9. Pueblo Grande Museum & Archaeological Park
Pueblo Grande Museum & Archaeological Park contains ruins of buildings and irrigation canals built by the Hohokam people 1,500 years ago. The Hohokam people lived in the area from around 450 to 1450. A museum on site contains artifacts and information about the life of this sophisticated civilization. As you walk past remnants of specialized rooms and a ball court in this mound village, you may feel transported to an ancient time. Planes flying overhead to and from nearby Sky Harbor are a reminder you are still in the twenty-first century.

10. Arizona Biltmore
The Arizona Biltmore hotel has been a landmark since it opened in 1929. Known as the Jewel of the Desert, the building was designed by Albert Chase McArthur, a former student of Frank Lloyd Wright. Wright worked as a consultant on the project for six months, but objected to many aspects of construction including the height of the building. He felt it should be three stories, not four. Years later in 1973, after Wright was no longer alive, the architectural firm he founded worked on renovations after extensive fire damage.

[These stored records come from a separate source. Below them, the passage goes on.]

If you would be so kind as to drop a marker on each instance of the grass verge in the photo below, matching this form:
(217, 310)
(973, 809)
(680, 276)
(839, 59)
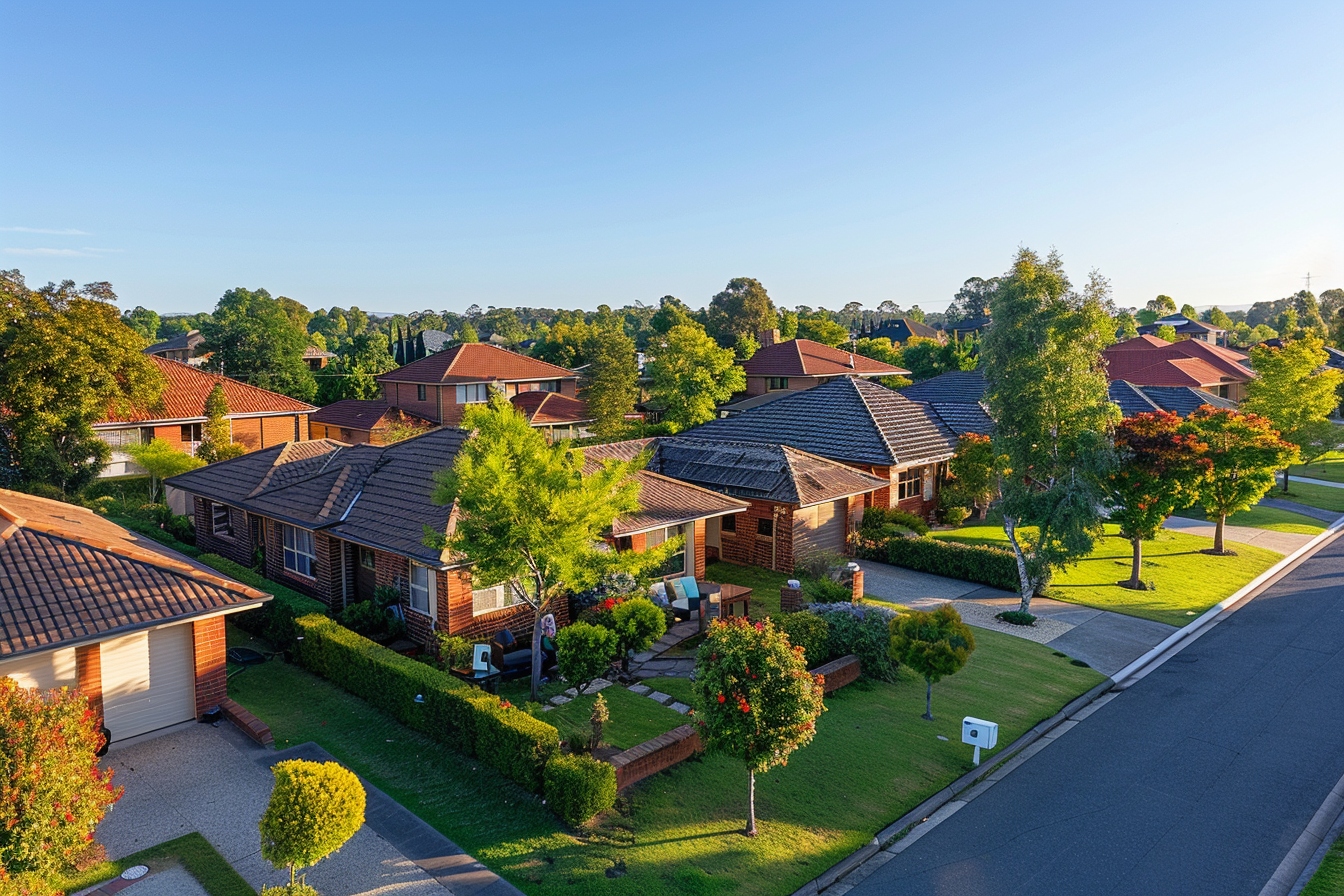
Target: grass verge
(191, 850)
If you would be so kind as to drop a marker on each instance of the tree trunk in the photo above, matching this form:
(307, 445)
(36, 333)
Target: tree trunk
(750, 830)
(1024, 579)
(1135, 580)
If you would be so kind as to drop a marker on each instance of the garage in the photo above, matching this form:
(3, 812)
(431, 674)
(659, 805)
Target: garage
(820, 528)
(148, 681)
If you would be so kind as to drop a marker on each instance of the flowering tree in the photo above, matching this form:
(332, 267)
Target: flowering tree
(1157, 469)
(53, 791)
(754, 697)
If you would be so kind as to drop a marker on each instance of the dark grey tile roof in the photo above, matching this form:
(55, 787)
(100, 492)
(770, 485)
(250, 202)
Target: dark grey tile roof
(846, 419)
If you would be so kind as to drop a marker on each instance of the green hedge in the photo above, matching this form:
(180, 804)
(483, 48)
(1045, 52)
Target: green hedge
(461, 716)
(977, 563)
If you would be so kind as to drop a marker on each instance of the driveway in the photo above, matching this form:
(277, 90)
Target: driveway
(218, 782)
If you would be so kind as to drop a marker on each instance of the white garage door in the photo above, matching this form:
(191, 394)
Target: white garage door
(46, 670)
(148, 681)
(820, 528)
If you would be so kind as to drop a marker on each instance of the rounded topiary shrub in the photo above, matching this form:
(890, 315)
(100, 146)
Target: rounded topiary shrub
(578, 787)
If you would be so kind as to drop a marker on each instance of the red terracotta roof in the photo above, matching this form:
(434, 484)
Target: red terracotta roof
(551, 407)
(187, 390)
(804, 357)
(476, 363)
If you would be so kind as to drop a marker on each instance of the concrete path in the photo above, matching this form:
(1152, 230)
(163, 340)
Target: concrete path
(1281, 542)
(1196, 781)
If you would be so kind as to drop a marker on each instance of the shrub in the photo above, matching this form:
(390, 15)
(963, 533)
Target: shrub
(53, 791)
(862, 630)
(809, 632)
(452, 712)
(977, 563)
(313, 809)
(583, 652)
(578, 787)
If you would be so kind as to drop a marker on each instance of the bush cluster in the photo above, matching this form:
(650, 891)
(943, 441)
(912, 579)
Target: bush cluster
(467, 719)
(977, 563)
(578, 787)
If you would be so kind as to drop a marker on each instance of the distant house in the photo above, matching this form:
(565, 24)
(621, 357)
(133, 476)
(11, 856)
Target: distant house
(179, 348)
(88, 605)
(801, 364)
(258, 418)
(860, 425)
(1186, 328)
(1148, 360)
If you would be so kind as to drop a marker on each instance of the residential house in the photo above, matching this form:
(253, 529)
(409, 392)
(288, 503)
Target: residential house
(257, 418)
(139, 629)
(1186, 328)
(796, 503)
(1192, 363)
(179, 348)
(858, 423)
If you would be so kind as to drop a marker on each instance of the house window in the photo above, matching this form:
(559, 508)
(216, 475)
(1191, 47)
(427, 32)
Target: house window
(299, 551)
(422, 586)
(909, 484)
(676, 563)
(219, 520)
(473, 392)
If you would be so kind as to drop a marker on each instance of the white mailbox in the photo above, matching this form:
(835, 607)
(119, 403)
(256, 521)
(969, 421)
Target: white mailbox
(979, 734)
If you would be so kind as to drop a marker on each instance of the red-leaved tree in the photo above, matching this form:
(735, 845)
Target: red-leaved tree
(1159, 466)
(53, 794)
(754, 697)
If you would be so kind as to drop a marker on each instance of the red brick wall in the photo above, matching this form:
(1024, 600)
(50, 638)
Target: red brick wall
(211, 676)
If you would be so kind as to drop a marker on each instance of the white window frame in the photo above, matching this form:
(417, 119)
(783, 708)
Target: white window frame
(295, 542)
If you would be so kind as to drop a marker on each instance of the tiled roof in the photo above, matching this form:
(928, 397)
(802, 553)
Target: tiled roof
(804, 357)
(187, 390)
(847, 419)
(551, 407)
(355, 414)
(69, 575)
(475, 363)
(756, 470)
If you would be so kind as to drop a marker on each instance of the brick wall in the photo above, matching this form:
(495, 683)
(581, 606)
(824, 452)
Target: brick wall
(211, 675)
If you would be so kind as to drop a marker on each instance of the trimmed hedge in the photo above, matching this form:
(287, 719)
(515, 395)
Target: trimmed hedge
(578, 787)
(977, 563)
(454, 713)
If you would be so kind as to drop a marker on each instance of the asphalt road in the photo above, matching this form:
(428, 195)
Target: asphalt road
(1196, 779)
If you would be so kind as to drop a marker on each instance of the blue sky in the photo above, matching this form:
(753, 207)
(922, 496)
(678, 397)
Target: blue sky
(410, 156)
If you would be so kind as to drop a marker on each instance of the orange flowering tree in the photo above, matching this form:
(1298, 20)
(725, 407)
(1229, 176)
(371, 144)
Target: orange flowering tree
(754, 697)
(53, 794)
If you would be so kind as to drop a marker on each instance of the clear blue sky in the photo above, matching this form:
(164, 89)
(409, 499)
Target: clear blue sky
(410, 156)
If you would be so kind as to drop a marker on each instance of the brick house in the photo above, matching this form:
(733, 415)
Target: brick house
(139, 629)
(858, 423)
(258, 418)
(796, 503)
(335, 521)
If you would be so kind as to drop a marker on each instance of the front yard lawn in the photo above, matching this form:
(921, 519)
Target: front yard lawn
(1187, 582)
(678, 832)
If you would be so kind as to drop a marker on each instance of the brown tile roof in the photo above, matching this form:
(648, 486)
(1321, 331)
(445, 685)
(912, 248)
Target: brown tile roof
(804, 357)
(187, 390)
(69, 575)
(476, 363)
(551, 407)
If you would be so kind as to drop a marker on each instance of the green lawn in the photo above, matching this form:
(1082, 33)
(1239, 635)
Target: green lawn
(190, 850)
(678, 832)
(1328, 879)
(1188, 582)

During the hotel’s first 44 years, it was not open to the general public. Invitations to stay were sent to movie stars and famous people. Today no special invitation is needed to stay at the hotel or visit one of the restaurants. On Tuesday, Thursday and Saturday mornings, the hotel offers 90-minute history tours of the hotel. The tours are complimentary for resort guests. Non-guests pay $10. It is a chance to see the hotel’s impressive architecture and the pool where Irving Berlin wrote “White Christmas,” hear about the famous people who stayed at the hotel and view Frank Lloyd Wright-designed sprites in the courtyard.

11. Tovrea Castle
Perched on a high point, surrounded by 44 acres of preserved desert and visible to people driving by on the Red Mountain Freeway, Tovrea Castle makes an impressive site. The tiers of its four stories has earned it the nickname “Wedding Cake Castle.”
Tovrea Castle originally opened as a hotel in 1930, but it was not successful and the owners sold it the following year. The Tovreas, owners of the Arizona Packing Company, bought the building and occupied it until 1969. Today the castle is owned by the City of Phoenix. Docent-led tours are available Fridays, Saturdays and Sundays. Note that occupancy limits affect tour group size. Tours must be booked in advance and sell out months in advance.